The day before he left, we had wanted to more thoroughly review his treatment course and medications, so we arranged for an in-person interpreter. I stepped in. “Hello again, Mr. Vick. We have an interpreter here today!”
The interpreter, a tall woman with curly brown hair, stepped forward and repeated my words in Bulgarian. Mr. Vick paused and turned towards us, his eyes widened. “Hello! It’s so nice to meet you — please, please sit down!” he gestured at the interpreter. For the next 15 minutes, he rolled through almost nonstop conversation, telling us stories of his daughters, his hometown and his favorite foods. It was as if one week of conversation was bursting out of him. As he told stories, he laughed so hard the corners of his mouth peeked out past his mask.
While our conversation did not reveal anything new medically, I saw a spark in Mr. Vick for the first time in the seven days we had spoken. I gained a new insight into who he was, beyond the strains of his heart and lungs. A part of me was glad that we got to meet this side of him before he left the hospital, but I was left wondering what had been lost during the rest of his stay without the in-person interpreter. I yearned to speak every language, to understand all of the jokes and whispers and frustrations of everyone I worked with.
I wondered how the necessary act of translation altered our conversations. So much of medical communication happens in small moments, built on trust — seemingly trivial differences in conversations can make a world of difference in care. Over time, physicians build and learn many scripts in order to communicate clearly. We learn the words to say when a loved one has died, or how to communicate the nuances of a prognosis and the unknowns of treatment. Even with these scripts, we must rely on our own judgment to sense when something has been lost in communication.

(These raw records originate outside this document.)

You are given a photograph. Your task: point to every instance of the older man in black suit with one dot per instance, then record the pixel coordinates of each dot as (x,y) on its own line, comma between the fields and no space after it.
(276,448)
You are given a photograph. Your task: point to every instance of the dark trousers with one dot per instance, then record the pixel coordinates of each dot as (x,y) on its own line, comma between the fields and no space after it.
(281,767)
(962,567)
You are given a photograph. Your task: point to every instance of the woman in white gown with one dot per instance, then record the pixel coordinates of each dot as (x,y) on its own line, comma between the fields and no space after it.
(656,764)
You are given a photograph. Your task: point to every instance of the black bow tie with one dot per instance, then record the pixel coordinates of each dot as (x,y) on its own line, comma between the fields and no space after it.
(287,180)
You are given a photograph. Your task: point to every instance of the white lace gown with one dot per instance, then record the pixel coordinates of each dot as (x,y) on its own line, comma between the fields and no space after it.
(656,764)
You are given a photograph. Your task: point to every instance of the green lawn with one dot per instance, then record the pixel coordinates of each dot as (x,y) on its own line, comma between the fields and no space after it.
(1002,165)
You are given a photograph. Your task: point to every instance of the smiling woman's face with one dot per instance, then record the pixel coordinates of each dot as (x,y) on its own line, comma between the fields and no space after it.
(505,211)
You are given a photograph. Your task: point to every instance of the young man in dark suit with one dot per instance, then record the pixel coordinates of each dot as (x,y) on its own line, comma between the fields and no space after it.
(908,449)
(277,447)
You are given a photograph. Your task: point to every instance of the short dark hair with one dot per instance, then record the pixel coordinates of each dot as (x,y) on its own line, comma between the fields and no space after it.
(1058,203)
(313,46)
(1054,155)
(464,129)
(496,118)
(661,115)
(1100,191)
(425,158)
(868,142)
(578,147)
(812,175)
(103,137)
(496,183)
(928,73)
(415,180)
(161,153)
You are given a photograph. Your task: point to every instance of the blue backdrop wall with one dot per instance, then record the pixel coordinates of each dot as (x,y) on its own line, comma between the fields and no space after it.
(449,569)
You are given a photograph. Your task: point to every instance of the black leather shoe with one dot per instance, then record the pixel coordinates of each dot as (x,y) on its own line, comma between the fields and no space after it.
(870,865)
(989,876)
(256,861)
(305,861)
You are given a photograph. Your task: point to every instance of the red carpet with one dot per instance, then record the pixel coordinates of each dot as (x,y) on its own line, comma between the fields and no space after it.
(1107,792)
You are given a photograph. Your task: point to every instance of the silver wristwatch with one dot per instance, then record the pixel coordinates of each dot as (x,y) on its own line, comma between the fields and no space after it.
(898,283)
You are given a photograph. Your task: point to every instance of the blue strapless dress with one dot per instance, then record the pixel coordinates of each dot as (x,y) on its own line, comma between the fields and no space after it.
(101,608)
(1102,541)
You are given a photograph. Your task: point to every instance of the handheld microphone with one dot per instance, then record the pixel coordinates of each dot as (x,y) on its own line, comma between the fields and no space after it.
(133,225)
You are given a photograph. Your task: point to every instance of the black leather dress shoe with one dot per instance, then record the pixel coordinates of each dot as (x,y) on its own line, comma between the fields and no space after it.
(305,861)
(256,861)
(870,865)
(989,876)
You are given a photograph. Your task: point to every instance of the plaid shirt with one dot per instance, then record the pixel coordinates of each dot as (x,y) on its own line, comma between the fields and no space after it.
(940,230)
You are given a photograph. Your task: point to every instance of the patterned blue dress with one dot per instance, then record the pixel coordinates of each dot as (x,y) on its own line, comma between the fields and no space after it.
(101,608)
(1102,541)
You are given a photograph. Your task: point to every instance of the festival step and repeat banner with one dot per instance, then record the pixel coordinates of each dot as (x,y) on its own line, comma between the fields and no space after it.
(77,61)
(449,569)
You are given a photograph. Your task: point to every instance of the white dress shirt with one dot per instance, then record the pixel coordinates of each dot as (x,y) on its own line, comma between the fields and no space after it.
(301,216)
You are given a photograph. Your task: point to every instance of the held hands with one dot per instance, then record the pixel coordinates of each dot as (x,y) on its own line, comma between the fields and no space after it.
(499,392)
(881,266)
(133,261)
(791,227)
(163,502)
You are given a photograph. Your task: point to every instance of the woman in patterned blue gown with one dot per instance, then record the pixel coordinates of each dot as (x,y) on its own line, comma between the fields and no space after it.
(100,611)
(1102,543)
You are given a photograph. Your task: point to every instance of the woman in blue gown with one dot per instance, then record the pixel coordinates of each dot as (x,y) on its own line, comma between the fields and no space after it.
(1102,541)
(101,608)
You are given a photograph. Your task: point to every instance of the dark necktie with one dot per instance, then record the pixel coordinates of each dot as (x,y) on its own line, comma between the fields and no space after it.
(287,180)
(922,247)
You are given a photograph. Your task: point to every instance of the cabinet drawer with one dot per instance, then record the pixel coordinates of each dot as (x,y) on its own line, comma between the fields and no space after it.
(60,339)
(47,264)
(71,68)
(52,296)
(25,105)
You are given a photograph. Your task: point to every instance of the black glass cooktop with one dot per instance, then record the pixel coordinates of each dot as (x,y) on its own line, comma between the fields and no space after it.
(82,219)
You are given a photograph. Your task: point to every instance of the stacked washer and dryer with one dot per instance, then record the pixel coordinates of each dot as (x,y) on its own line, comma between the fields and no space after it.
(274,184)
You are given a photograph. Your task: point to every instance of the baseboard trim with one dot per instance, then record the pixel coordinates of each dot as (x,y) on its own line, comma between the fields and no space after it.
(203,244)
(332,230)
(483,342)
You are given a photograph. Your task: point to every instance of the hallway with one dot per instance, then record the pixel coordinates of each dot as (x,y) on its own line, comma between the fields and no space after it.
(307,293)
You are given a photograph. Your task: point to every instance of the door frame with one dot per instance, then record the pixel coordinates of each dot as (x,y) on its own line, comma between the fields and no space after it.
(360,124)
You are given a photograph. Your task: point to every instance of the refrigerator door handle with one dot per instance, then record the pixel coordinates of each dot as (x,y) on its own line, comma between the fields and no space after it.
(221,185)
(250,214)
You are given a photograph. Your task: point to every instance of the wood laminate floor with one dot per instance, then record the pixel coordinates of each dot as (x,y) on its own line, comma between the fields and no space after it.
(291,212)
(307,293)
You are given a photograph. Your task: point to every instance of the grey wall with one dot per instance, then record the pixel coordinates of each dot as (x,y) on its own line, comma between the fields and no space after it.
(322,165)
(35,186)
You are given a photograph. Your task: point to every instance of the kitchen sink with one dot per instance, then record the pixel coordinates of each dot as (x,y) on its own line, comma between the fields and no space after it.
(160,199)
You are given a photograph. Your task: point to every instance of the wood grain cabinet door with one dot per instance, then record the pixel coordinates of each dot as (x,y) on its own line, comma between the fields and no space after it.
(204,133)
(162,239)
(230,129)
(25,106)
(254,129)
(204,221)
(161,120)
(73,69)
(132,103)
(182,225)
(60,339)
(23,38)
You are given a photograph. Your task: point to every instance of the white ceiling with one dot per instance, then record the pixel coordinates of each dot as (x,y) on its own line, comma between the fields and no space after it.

Perhaps speaking with a third party between us, weaving our words back and forth, created an unfortunate efficiency in clinical interactions that required interpretations. I knew the symptoms of my patients, but I missed the little moments when they would joke about their families, or the hesitation in their answers that meant I should probe further. I lost the afternoons where I could pop into their room and check in on them more casually, without depending on the availability of tablets or other people.
For my Polish speaking patient, Mr. Adams, I tried to stop and say hello during the afternoons to at least let him know I was checking on him when the tablets were not around. Once a week, we were able to get an in-person interpreter to visit, and as we left his room, I would ask her about common, simple phrases in Polish.
“Dzień dobry? Good morning!” I would call in the morning, as I pushed the tablet in the room, my pronunciation stilted.
“Dzień dobry,” Mr. Adams would reply, in confirmation, his eyes twinkling.
On my last week of the rotation, Mr. Adams finally reaches a point of relative stability. He is ready to transfer his care and work towards rehabilitation to go home. After a month of his health swaying in almost every direction, I feel ecstatic and relieved for him. We bring his in-person interpreter to speak with him in the morning. We review his plan and instructions with him; his daughter will arrive in the afternoon, he will wait in his room until then.
When we get word that it is time for him to leave, I do a quick sweep of our floor for the tablets. Nothing outside. I poke my head into the utility closets and snack rooms. Nothing. Somewhat disheartened, I knock on Mr. Adams’ door one more time.
“Sorry Mr. Adams! Just wanted to say goodbye.” He looks renewed. There is light in his eyes, and he has brushed his graying hair. I feel hopeful for him.
“Do widzenia — goodbye — and thank you,” I say.
“Do widzenia and thank you,” he smiles.
Author’s note: Names have been changed to protect patient privacy.